Nick Cave n’esquive pas. “Les choses ont changé après la mort de mon fils. J’ai changé. Pour le meilleur ou pour le pire, la rage dont vous parlez a perdu de son attrait, et, oui, peut-être suis-je devenu un hippie de carte postale. La haine a cessé d’être intéressante. (…) Haïr ceci, haïr cela, et m’assurer que tout le monde le savait, mieux, le sentait, (…) toute cette attitude a fini par me paraître complètement stupide.” Et de continuer: “Quand mon fils est mort, j’ai dû faire face à une vraie dévastation. Et sans que je ne le cherche, toute cette posture de dégoût envers le monde a fini par s’effondrer. J’ai compris à quel point le monde est fragile et précaire. J’ai commencé à m’en soucier. M’en inquiéter. J’ai ressenti comme un besoin urgent d’au moins tendre la main pour l’assister -ce monde à la fois si beau, et si terrible- plutôt que juste le vilipender ou le juger.” Parole de sage…

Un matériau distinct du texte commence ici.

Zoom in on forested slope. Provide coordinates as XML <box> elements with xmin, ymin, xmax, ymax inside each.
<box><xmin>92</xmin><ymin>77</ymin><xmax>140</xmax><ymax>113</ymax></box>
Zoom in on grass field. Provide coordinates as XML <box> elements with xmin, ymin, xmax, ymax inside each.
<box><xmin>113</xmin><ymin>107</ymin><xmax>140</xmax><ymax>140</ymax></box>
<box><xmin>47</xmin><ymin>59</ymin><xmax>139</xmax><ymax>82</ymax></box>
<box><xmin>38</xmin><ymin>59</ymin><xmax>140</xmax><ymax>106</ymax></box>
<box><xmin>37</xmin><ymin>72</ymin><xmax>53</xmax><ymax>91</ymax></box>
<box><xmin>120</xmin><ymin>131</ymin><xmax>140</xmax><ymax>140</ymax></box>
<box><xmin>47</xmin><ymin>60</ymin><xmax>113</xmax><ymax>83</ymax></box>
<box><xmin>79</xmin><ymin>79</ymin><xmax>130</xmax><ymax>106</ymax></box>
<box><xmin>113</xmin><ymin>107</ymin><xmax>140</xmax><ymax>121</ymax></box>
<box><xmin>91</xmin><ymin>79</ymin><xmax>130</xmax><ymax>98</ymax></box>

Nick Cave, le grand confesseur

Auteur, historien de l’art, Arthur-Louis Cingualte a publié L’Évangile selon Nick Cave (éditions de l’Éclisse), en 2020. Comment envisage-t-il la mutation du rockeur en colère? “C’est vrai qu’au début de sa carrière, dans l’imaginaire collectif, il dégageait une attitude et un look très agressifs. Une espèce de prédicateur qui faisait tout sauf la morale. Dans mon, livre, j’ai essayé d’éclairer son parcours à la lumière notamment des penseurs hétérodoxes du XIXe siècle, comme Léon Bloy, ou plus tard Simone Weil. Nick Cave s’en rapprochait pas mal. Il avait aussi une colère, quelque chose de retors. Il était très distant avec son public, et régulièrement imbuvable avec les journalistes.

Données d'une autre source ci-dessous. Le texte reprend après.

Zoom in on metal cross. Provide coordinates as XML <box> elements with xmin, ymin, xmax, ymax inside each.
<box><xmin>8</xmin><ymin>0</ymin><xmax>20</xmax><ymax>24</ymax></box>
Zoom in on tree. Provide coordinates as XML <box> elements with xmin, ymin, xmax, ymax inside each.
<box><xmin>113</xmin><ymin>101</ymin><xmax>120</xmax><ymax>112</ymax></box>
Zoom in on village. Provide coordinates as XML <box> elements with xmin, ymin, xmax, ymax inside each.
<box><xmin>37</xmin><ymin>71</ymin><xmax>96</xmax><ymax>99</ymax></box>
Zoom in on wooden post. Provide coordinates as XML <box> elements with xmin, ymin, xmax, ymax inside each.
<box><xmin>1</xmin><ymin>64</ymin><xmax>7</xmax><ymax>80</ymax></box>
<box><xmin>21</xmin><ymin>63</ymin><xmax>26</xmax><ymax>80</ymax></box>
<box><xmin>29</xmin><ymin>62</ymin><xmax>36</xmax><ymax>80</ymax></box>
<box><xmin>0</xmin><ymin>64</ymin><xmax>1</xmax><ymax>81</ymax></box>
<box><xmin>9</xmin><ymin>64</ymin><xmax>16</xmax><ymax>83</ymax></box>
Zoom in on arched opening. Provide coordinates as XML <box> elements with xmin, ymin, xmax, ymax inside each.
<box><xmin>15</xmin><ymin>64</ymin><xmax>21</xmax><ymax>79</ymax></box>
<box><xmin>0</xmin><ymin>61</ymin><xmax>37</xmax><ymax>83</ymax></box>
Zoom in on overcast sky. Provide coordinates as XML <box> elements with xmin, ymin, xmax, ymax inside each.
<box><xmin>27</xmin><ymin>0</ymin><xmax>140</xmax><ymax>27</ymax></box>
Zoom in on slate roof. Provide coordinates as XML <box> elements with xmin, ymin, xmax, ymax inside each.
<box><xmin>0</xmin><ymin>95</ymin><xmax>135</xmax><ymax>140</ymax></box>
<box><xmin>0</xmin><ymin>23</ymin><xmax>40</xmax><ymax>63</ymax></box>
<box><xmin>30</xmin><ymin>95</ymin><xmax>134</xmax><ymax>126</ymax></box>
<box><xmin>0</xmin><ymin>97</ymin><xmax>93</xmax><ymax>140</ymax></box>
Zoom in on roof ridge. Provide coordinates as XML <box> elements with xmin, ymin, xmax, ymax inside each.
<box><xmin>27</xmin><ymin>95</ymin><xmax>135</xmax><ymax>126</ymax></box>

Que s’est-il passé entre-temps? “Il y a forcément les drames qu’il a traversés ces dernières années. La mort de ses fils (Arthur et Jethro en mai 2022, NDLR) et la disparition d’Anita Lane (sa compagne jusqu’à la moitié des années 80). Un site comme The Red Hand Files a aussi joué un rôle central. Il y parle de lui, sans non plus dévoiler ou trahir son œuvre. Je ne trouve pas forcément qu’il y fait la morale. Il aborde plein de sujets différents, qui sont d’ailleurs souvent repris par les médias. À l’occasion, il redevient même un peu piquant -comme quand il demande qu’on arrête de lui parler de Bukowski, qu’il a toujours détesté. Il est encore capable de lâcher des petites piques, comme quand il passait son temps à dézinguer les Red Hot Chili Peppers en interview. Mais c’est vrai qu’aujourd’hui, il est moins le prêtre un peu effrayant qu’un aumônier doucereux chez qui on vient se confesser, pour forcer le trait. Il est surtout devenu spécialiste du deuil. Une sorte de gourou spirituel, c’est vrai. Mais comment lui en vouloir?

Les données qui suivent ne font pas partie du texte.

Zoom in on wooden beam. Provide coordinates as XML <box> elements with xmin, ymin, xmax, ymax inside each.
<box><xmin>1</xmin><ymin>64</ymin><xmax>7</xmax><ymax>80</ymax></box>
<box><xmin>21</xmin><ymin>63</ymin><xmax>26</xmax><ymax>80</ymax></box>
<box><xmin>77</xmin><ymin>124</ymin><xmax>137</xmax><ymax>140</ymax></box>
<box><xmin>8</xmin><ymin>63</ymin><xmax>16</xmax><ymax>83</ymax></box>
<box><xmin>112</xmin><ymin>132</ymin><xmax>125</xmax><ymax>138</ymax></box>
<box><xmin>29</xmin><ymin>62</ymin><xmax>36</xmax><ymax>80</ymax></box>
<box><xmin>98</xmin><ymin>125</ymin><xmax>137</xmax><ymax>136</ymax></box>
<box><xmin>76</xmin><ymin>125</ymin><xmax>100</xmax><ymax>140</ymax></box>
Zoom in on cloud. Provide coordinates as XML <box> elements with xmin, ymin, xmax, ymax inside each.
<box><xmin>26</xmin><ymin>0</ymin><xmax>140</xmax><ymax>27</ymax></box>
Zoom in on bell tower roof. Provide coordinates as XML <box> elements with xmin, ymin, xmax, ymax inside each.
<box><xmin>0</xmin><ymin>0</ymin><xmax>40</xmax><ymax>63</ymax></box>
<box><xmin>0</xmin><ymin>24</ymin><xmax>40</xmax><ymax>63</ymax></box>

En outre, cette mutation était déjà en cours. “Un album comme Push the Sky Away, où les guitares sont quasi absentes, a marqué un tournant.” De grand échalas punk énervé, Nick Cave est donc passé au statut de chanteur presque “classique”. Aussi parce qu’il a senti que le rock en tant que hurlement protestataire était vain? “Sans doute, oui. Plus qu’un rockeur, il est aujourd’hui un auteur à la manière d’un Leonard Cohen, un artiste total, homme de la Renaissance hyperproductif, qui est actif dans le cinéma, écrit des livres, etc.”